Lorri's knowledge management efforts focus on bringing multidisciplinary teams together to explore and enable effective knowledge transfer. Her commitment to understanding how systems thinking affects knowledge and information management culminated in several outputs to generate innovation and improvement in the melding of these disciplines. Ms. Zipperer was a 2004-2005 Patient Safety Leadership Fellow where she explored how information and knowledge transfer behaviors affect a learning culture. She has participated in research to explore the process of knowledge sharing both at the bedside and with clinical teams. In 2007 and 2009, she was funded by regional offices of the National Network of Libraries of medicine to work with her colleagues in acute care environments to facilitate avenues for implementation of knowledge sharing initiatives. In 2008, Ms Zipperer worked with the WHO Patient Safety to envision an effective knowledge sharing role for that organization. She has designed and co-facilitates a interprofessional workshop on knowledge sharing in hospitals http://cech.mlanet.org/node/390 In addition, Ms Zipperer has recently contributed chapters on knowledge sharing work for medical librarians and systems thinking as a strategic development approach to a core library management publications both scheduled for publication in 2011.
She is a published author in alternative roles for librarians, patient safety, medical reference, information management and visioning. She currently consults on information and knowledge management, publication and content creation, patient safety awareness and terminology development issues.

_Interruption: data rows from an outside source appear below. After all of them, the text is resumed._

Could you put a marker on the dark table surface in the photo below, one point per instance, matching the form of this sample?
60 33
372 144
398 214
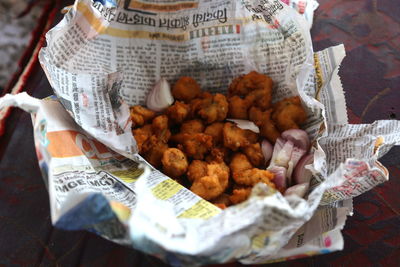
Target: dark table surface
370 73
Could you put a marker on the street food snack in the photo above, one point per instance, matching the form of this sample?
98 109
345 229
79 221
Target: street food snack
192 141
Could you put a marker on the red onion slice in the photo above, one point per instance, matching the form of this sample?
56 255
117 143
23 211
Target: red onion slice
245 125
284 155
298 137
300 173
279 177
297 153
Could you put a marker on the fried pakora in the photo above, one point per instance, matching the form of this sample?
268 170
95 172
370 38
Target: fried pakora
238 107
218 154
235 138
215 130
289 114
160 128
142 134
222 201
195 145
213 109
203 143
178 112
263 120
141 115
197 169
186 89
153 150
174 162
243 172
239 195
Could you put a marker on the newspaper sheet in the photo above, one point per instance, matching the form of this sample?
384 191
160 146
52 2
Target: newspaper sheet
102 58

Lorri earned her MA in library and information studies from Northern Illinois University. She has received honors from the library and information science community for her publishing work. In addition to her consultant commitments, she has served as an adjunct professor for library management at the university level. Lorri is also active professionally by filling both elected and invited positions within the Special Libraries Association.